Daniel se levantó a su vez; me prohibió pagar, porque tenía allí cuenta abierta, y salimos a la calle. Bajamos a la de las Sierpes, única donde quedaban aún ciertos residuos de animación. Había algunos cafés abiertos. Al través de los cristales veíamos a los rezagados parroquianos gesticular delante de las mesas, aunque ninguna palabra llegaba a nuestros oídos. La noche era espléndida, como casi todas las de aquella venturosa región. Estábamos a últimos de octubre. Suárez se quejaba de que estaba un poco fresca. Para mí, hombre del Norte, aquello era una temperatura deliciosa, y no me subí siquiera el cuello de la americana, como hizo mi compañero. Sentía la cabeza caliente; me quité el sombrero y caminé con él en la mano. Suárez me propuso dar una vuelta por el muelle, y yo accedí gustoso porque sentía la necesidad de despejarme.
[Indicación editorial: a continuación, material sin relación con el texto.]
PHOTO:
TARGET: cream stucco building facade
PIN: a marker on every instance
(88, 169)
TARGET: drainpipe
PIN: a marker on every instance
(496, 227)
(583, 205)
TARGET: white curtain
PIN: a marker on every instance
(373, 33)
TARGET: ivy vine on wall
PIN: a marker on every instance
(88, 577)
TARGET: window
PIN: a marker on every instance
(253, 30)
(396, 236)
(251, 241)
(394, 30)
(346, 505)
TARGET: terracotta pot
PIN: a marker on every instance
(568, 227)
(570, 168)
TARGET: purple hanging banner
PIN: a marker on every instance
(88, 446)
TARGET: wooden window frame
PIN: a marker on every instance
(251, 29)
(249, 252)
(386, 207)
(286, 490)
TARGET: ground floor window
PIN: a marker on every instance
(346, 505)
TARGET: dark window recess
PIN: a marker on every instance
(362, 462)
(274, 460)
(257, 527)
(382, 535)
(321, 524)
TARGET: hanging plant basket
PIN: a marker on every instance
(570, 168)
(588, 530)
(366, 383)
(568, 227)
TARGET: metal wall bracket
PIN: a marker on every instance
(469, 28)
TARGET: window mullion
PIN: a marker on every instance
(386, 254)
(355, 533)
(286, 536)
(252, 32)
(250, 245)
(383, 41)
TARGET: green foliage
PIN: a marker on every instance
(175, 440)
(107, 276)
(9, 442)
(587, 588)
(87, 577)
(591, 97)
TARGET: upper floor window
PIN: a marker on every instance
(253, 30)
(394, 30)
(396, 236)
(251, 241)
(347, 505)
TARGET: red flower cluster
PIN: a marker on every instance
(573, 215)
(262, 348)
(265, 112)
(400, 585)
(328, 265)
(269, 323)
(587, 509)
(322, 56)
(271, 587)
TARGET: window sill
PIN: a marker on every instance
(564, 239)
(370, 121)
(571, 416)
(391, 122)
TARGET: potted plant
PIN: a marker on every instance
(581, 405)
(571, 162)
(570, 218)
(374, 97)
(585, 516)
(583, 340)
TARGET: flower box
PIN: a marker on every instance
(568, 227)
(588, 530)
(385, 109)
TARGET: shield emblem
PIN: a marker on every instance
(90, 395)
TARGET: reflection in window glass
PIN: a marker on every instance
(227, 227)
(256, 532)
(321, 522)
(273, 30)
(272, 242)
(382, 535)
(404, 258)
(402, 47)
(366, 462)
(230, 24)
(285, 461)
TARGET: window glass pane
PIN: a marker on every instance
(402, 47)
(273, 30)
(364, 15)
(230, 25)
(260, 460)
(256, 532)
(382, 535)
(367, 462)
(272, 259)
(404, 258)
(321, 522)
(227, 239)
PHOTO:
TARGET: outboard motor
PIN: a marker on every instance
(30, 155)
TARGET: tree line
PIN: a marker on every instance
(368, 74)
Comenzamos a discutir sobre política con calor. Seguimos todo el paseo de las Delicias, enteramente solitario a tales horas, y cuando nos cansamos de caminar hacia abajo, dimos la vuelta por el muelle. En una de las pocas pausas que hicimos, Daniel dijo de pronto:

—Diga uzté, amigo: ¡zupongo que ahora podré enjabonarme las manos de balde!

—¿Pues?

—¡Como uzté va a zer el dueño de una fábrica de jabones...!

—¡Ah, sí!—exclamé, sonriendo crispadamente.

No sé por qué, aquella noche me molestaba de un modo horrible cualquiera alusión a mis amores. Suárez, o por imprevisión o por malicia, cometió la falta de insistir:

—La barbiana vale máz que la fábrica, aun... para un andaluz. A uzté, como ez gallego, le guztará más la fábrica.